#331 ruby guidelines requiring ruby(release) causes depsolving headache
Closed: Fixed None Opened 10 years ago by mattdm.

If one installs a minimal Fedora and then does 'yum install puppet', both jruby and regular ruby are selected, pulling in over 100 packages weighing in at 200MB.

Puppet can work with jruby (although I don't think that's supported officially), but we don't want it to be the default. And, in this case, it's not actually even being used. The puppet package has an explicit "Requires: ruby" as suggested, which causes regular ruby to be installed, but yum hits this in depsolving:

{{{
--> Processing Dependency: ruby(release) for package: puppet-3.1.1-5.fc19.noarch
Searching pkgSack for dep: ruby(release)
TSINFO: Marking jruby-1.7.2-1.fc19.noarch as install for puppet-3.1.1-5.fc19.noarch
}}}

Them, the ruby package is selected ''later'' in the depsolving process; it would also fill the ruby(release) req, of course, but by then it's too late.

Arguably this is a depsolving bug, but I can't see how it could be fixed without multiple depsolving passes, which I think no one would be a fan of.

One possible workaround would be to make the ruby(release) requirement optional when Requires: ruby is used.

Another other would be to make packages which want to use jruby do so only explicitly, and to not have jruby offer the virtual provides.

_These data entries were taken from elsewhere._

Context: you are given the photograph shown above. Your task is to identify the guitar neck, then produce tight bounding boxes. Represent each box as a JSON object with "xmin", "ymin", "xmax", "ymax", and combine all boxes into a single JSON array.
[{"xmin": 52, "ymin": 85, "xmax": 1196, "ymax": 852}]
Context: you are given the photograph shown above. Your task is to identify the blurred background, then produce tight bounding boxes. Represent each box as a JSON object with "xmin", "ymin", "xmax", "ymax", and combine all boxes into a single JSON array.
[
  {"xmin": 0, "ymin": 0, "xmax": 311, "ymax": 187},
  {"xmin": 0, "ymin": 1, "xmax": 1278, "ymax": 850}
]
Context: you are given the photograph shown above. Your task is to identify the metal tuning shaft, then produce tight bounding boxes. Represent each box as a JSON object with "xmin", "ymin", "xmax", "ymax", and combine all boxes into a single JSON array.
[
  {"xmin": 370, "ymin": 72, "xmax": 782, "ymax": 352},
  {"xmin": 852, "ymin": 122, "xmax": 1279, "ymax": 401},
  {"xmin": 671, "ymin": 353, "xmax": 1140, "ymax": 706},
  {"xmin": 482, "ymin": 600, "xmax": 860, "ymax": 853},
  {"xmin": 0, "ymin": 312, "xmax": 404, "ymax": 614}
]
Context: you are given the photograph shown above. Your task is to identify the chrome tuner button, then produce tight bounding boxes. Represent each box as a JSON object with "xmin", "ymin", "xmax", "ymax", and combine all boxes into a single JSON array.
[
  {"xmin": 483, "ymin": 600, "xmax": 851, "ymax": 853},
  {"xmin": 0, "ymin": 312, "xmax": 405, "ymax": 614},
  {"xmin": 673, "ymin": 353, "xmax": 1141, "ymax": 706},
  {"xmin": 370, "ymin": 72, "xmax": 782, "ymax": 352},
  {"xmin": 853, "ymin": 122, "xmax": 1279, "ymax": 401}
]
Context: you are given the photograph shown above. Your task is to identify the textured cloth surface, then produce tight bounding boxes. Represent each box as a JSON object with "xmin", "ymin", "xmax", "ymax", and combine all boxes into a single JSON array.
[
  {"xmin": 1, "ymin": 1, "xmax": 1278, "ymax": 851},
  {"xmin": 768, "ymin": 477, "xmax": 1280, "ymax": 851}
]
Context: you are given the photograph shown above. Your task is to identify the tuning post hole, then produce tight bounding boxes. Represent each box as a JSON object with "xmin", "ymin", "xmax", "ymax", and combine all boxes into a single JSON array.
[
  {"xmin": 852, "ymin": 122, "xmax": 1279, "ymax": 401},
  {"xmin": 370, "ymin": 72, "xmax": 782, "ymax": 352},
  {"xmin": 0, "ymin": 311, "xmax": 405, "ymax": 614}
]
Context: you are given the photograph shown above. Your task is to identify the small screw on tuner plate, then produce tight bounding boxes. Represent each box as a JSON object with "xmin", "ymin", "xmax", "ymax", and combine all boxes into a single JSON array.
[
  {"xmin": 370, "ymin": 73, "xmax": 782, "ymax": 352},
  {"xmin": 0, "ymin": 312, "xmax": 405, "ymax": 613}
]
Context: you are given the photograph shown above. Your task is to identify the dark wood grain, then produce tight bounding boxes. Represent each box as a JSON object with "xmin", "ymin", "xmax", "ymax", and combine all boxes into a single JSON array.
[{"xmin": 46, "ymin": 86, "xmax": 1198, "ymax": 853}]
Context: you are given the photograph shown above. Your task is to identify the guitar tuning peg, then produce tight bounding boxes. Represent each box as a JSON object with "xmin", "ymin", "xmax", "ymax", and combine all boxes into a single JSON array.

I filed the RPM request at https://bugzilla.redhat.com/show_bug.cgi?id=994204 -- maybe that will provide a solution.

And I cc'd Sam on this ticket because he's looking into the larger jruby issue.

Them, the ruby package is selected later in the depsolving process; it would also fill the ruby(release) req, of course, but by then it's too late.

One workaround here is that yum sorts the order it processes the requirements in, so you can make it process the ruby one first. I'm not sure how much this is documented, but the magic happens in _sort_req_key() and basically means that if you do:

Requires: ruby >= 1.9.0

...that will be processed before:

Requires: ruby(release)

Replying to [comment:3 james]:

One workaround here is that yum sorts the order it processes the requirements in, so you can make it process the ruby one first. I'm not sure how much this is documented, but the magic happens in _sort_req_key() and basically means that if you do:

Is this magic likely to ''stay'' true? It's certainly the easiest fix — just change the guidelines to say that

Requires: ruby > 0

is the incantation required to get a specific ruby interpreter. But if a new version of yum (or dnf) might change the behavior....

It's pretty much guaranteed to stay true in yum (I thought we'd even documented it, but I can't find it atm) ... other package managers don't do this though.

A bug in yum that would have prevented the versioned requires from working has recently been fixed: https://bugzilla.redhat.com/show_bug.cgi?id=998707 we talked to samkottler in today's meeting. I think we understand the issue a little better but we still need to come up with a solution. I think there was some discussion of whether we should throw out the concept of sharing the ruby libraries between ruby stacks (due to the level of incompatibility between jruby and ruby) but there's also the possibility of trying to just fix the Requires to make specifying which specific ruby interpreter to use work correctly.

At this time I'm unsure of the general feeling towards either of these possibilities by either FPC or the ruby sig. (In part, because we don't know for sure how easy the latter fix would be [Do we just need Requires: ruby > 0 at this point?] or the level of incompatibility that we're actually talking about. 5% of packages? 25%?). Hoping that samkottler and others can provide more information in this ticket (and ticket 334 if applicable) over the course of this week.

Bug in YUM is bug in YUM and that is orthogonal to the compatibility among Ruby implementations.

Anyway, I have no problem with dropping ruby(release) if package explicitly depends on Ruby package. However, this should be exceptional and discouraged practice IMO.

I'm still cleaning up old tickets. I don't think there's any specific proposal that the committee can address here. Could someone provide one, or let us know what still needs to be done?

No response; closing. Please feel free to reopen if you have more information to add.